Open dastultz opened 6 years ago

dastultz commented 6 years ago

Thanks for such a powerful tool!

Thanks!

winder commented 6 years ago

UGS is rapidly becoming more than just a "Sender", so I think that a lot of this feedback is extremely useful.

I particularly like the idea of having the visualizer somehow represent the available workspace, it's something that I've been thinking about recently as well. But I'm not sure how it could be done in a robust way until the machine has been homed.

I wasn't aware of the axis mixup, I'll have to take a look at that.

For units you can set this in GRBL with $13=1

dastultz commented 6 years ago

On the units thing ($13=1), super, I was messing around with it "offline". Thanks!

jahnj0584 commented 6 years ago

Agreed with the axis colours. The triad in UGS is wrong. Workspace, or the grid shown should just come from the 130/131/132 values, when a gcode dimension is large enough to show it. No point seeing the whole table on a 2" part....

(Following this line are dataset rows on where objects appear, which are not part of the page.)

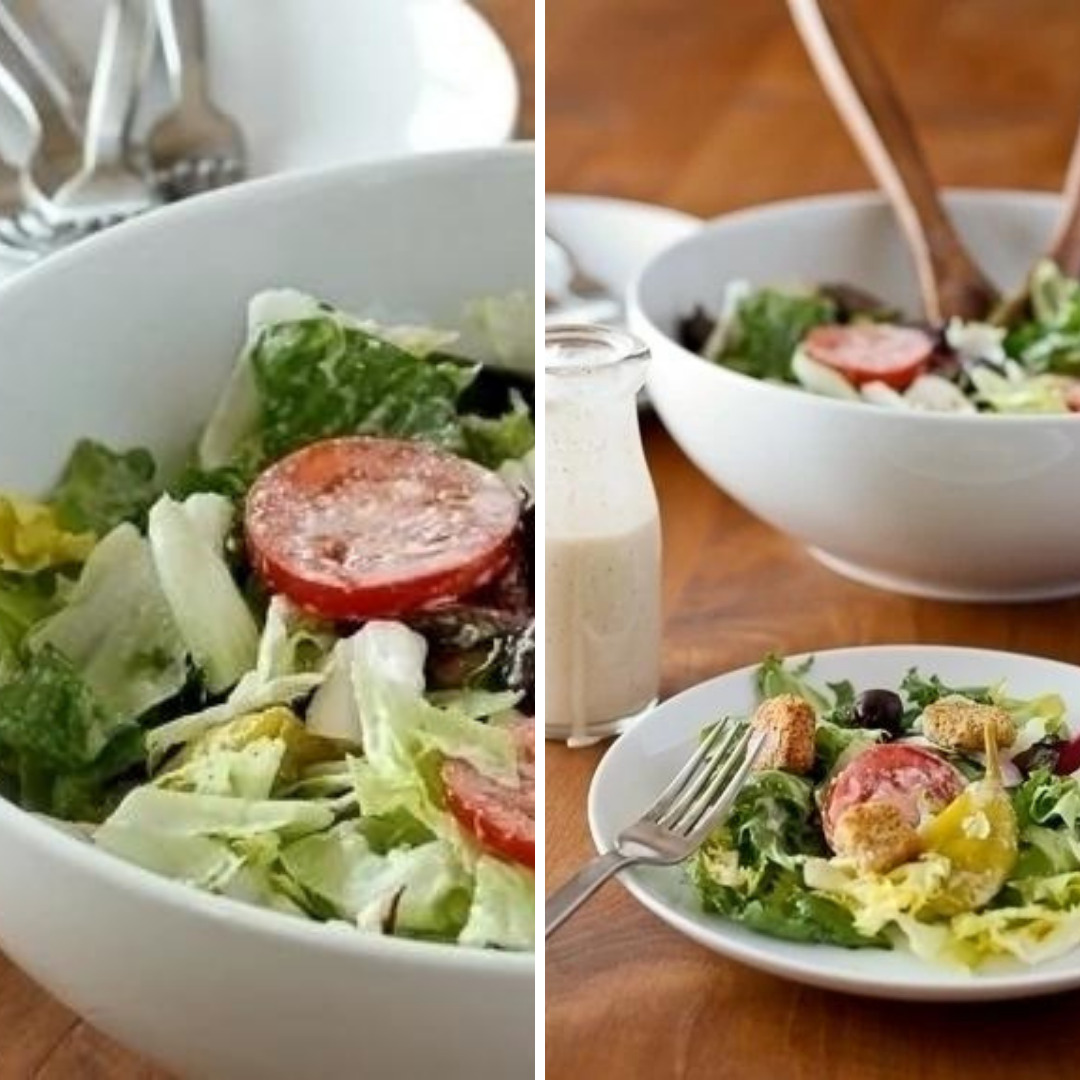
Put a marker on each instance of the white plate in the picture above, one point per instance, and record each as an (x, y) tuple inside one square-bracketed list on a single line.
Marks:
[(315, 83), (643, 760), (612, 239)]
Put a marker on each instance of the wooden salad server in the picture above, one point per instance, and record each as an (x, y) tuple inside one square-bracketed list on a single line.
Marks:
[(949, 281)]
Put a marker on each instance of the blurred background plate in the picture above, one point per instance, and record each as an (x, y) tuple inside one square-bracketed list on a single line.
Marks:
[(325, 82), (612, 239), (315, 83)]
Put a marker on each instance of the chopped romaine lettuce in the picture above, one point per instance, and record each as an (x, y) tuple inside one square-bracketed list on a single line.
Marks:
[(777, 676), (58, 747), (416, 891), (187, 541), (503, 905), (1050, 339), (100, 488), (761, 336), (117, 629), (187, 813), (508, 324), (493, 442)]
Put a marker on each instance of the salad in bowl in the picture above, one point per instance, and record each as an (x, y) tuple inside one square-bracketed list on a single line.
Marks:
[(844, 342), (297, 672), (942, 820)]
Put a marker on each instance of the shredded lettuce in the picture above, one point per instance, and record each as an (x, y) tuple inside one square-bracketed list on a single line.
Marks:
[(1050, 339), (34, 538), (187, 541)]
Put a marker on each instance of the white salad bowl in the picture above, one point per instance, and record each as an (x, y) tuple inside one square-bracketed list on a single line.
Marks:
[(642, 763), (127, 339), (971, 508)]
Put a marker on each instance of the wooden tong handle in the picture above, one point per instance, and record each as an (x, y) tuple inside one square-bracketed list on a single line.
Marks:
[(1065, 246), (950, 282)]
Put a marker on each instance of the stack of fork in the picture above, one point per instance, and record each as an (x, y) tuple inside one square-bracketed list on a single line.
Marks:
[(80, 169)]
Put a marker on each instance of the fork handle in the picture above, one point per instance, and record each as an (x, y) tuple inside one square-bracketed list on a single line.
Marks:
[(569, 896), (181, 25), (122, 56)]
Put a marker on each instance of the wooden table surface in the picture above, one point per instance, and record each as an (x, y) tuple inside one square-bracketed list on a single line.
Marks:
[(707, 107), (41, 1039)]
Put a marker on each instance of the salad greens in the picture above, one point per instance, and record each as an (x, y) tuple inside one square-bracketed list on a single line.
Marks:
[(772, 865), (1023, 359), (153, 694)]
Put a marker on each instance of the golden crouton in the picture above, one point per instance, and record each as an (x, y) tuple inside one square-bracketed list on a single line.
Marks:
[(957, 723), (790, 724), (877, 836)]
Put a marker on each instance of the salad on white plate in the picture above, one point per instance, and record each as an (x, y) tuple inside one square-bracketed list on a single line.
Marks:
[(877, 849), (299, 672), (944, 820), (842, 342)]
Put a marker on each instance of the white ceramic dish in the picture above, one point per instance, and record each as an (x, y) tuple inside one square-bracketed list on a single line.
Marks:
[(316, 83), (638, 766), (956, 508), (127, 338), (612, 239)]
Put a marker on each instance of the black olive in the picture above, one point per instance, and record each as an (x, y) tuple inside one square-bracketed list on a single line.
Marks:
[(880, 709), (1040, 755), (694, 329)]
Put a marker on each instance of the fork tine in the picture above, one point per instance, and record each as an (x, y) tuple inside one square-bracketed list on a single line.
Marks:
[(667, 795), (716, 801), (692, 788)]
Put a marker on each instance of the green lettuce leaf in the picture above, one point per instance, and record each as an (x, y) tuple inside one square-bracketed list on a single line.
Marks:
[(61, 748), (766, 328), (100, 488), (25, 602), (117, 630), (777, 676), (493, 442), (503, 907)]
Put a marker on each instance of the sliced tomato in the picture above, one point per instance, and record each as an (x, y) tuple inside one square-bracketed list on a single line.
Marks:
[(916, 781), (872, 352), (501, 818), (358, 528)]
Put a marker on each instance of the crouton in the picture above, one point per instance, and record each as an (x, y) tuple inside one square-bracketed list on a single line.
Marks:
[(877, 836), (790, 725), (959, 724)]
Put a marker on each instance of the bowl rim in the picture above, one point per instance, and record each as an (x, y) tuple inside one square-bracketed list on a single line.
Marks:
[(269, 189), (856, 200), (184, 900)]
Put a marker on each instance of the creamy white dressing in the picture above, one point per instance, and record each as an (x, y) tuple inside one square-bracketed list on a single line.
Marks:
[(602, 540)]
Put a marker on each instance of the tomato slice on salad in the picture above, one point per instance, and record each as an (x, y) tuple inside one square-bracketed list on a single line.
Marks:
[(872, 352), (360, 528), (501, 818), (917, 781)]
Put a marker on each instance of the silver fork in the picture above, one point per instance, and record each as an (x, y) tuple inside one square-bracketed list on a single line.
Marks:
[(194, 147), (676, 824), (108, 187)]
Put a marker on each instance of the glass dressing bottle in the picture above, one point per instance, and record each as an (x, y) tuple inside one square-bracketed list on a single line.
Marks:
[(602, 538)]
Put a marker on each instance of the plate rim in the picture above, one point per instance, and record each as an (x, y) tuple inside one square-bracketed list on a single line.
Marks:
[(936, 985)]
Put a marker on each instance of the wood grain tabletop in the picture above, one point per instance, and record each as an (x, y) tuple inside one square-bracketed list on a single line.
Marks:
[(41, 1039), (707, 107)]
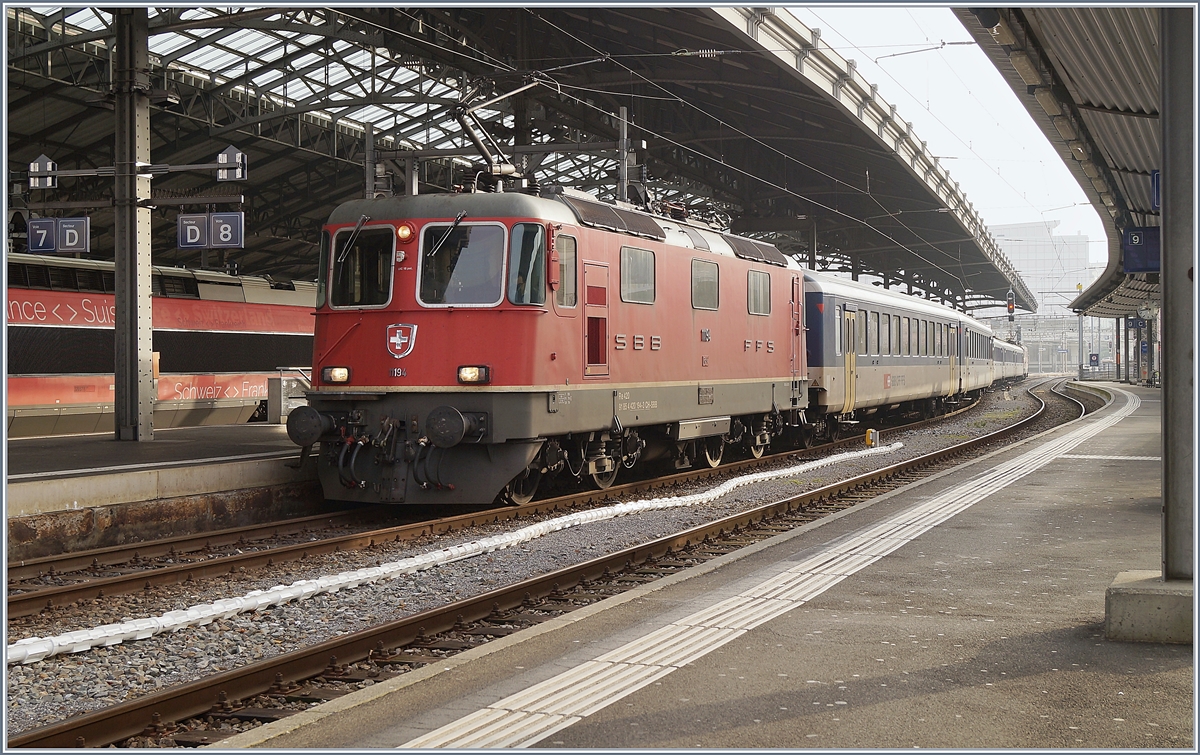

His second point is already in UGS as the gcode dimensions. Thats your spindle travel path, not your part size.

vMeph commented 6 years ago

would be lovely to have visualization the same style has chilipeppr!!!

dastultz commented 6 years ago

Not sure I was clear on my idea for the workspace dimensions. I understand the rendered dimensions are that of the tool path, not the part. What I would like to see is how far the spindle moves from the origin in each direction. I've attached an illustration. 37.07 mm is the current rendering of the full X-axis traversal of the spindle. I've added +18.78 mm that indicates the spindle moves that far to the right of the origin and -21.60 mm that indicates the spindle moves that far to the left. This information will help me measure my setup to see if I have enough room to avoid crashing (it's a small machine).

ugs_dimensions
jahnj0584 commented 6 years ago

Well, you could just make your CAM origin in a corner instead.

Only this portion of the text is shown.